Du toulousain Dominique Delpiroux j’avais lu Le labyrinthe des légumes, que j’avais bien aimé, malgré quelques failles dans l’intrigue. Puis j’ai raté Felix Rex, première apparition de Camille Forestier. La revoici dans ce Légionnaire Victor au titre énigmatique.

 

Camille Forestier n’est pas un inspecteur qui passe inaperçue. Du haut de son 1,92 pour plus de 90 kg elle n’est pas exactement le prototype de la faible femme. Et pourtant, elle va en baver au cours de cette enquête inquiétante qui commence par la découverte d’un militaire à la retraite retrouvé à l’état de squelette nettoyé de toute trace de viande. Une vieille baderne que l’on avait pourtant vu bien vivant quelques heures auparavant. Et la découverte de divers tas d’os, humains ou animaux, dans les environs de sa petite ville de la côte Atlantique n’est pas faite pour rassurer notre enquêtrice de choc. Sans compter qu’elle doit aussi passer à la télé, s’occuper de sa fille, assurer ses cours de karaté, aimer son mari, s’inquiéter de sa famille aveyronnaise. Dure vie assurément …

 

Autant le dire d’entrée, ce roman n’est pas le choc l’année.

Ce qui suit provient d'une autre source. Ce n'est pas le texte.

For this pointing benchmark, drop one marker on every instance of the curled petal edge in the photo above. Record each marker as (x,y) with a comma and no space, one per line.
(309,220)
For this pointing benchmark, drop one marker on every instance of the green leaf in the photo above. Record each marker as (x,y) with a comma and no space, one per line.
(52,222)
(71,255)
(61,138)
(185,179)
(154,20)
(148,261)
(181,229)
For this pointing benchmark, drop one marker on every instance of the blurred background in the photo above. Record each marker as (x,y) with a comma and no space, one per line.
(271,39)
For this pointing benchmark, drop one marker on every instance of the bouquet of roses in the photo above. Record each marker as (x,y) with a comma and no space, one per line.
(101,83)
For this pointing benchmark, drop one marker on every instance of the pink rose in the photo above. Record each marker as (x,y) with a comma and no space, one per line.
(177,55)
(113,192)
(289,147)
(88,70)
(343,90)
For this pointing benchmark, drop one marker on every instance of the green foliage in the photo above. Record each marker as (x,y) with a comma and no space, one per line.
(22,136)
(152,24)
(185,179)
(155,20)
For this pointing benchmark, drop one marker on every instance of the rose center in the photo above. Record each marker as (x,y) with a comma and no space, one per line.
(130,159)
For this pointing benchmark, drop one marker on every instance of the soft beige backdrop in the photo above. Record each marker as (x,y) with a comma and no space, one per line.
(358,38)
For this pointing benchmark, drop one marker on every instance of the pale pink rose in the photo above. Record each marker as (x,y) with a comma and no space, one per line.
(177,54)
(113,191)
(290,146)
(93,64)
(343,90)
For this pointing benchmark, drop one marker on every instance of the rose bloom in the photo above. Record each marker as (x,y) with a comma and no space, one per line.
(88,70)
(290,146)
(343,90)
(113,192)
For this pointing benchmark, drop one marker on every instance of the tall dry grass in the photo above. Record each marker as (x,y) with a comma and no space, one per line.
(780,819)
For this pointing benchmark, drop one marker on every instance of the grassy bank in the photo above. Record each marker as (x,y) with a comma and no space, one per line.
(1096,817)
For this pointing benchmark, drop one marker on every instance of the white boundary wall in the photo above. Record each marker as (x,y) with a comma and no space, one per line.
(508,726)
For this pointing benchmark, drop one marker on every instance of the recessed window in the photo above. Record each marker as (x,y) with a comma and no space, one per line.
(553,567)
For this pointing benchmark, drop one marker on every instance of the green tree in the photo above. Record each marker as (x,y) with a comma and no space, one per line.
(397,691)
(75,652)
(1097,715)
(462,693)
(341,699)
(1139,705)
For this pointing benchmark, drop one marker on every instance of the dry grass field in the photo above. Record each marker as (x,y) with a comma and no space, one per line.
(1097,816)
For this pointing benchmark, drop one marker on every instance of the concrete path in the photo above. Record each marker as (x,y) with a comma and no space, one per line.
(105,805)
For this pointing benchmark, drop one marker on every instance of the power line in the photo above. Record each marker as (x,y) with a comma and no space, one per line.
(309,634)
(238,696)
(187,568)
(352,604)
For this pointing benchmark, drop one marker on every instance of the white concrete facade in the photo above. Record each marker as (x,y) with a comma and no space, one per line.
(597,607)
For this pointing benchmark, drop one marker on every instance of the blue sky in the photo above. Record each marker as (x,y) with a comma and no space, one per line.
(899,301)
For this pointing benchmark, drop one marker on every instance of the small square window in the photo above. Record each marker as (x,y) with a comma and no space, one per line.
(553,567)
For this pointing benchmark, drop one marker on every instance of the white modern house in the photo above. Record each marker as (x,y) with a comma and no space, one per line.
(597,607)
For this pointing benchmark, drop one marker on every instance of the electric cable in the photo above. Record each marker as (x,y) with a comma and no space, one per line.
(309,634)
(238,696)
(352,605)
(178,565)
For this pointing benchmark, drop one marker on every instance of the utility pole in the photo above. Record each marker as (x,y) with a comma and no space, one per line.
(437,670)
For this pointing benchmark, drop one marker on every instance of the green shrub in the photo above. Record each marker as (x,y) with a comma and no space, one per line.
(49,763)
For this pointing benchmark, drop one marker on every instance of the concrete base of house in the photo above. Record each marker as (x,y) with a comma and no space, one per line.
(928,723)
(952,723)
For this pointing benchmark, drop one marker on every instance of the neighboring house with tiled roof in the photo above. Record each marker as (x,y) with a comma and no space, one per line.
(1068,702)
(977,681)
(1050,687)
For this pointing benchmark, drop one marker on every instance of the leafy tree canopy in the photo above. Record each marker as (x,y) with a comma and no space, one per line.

Mais on ne peut pas non plus passer sa vie de lecteur à se faire secouer, baffer, assommer. Parfois, on recherche juste une bonne histoire, et un bon moment de lecture. Légionnaire Victor offre tout ça.

 

Le style est vif, enlevé, gouleyant. Les personnages, Camille en tête sont, suivant les cas, attachants, émouvants ou joliment croqués et moqués. L’histoire, tout en ayant un petit côté qui fait penser aux lectures qui nous faisaient à la fois trembler et rire dans notre jeunesse folle, sait également s’enrichir de péripéties et développements annexes qui donnent une profondeur aux personnages et à la description de la petite ville.

 

Bref, on passe un excellent moment de lecture.

 

Dominique Delpiroux sera aussi de la partie, avec Benoît Séverac lors d’une très prochaine rencontre organisée par TPS. Je vous en reparle bientôt. Comme je vous parlerai du troisième invité.

 

Dominique Delpiroux / Légionnaire Victor, L’écailler (2009).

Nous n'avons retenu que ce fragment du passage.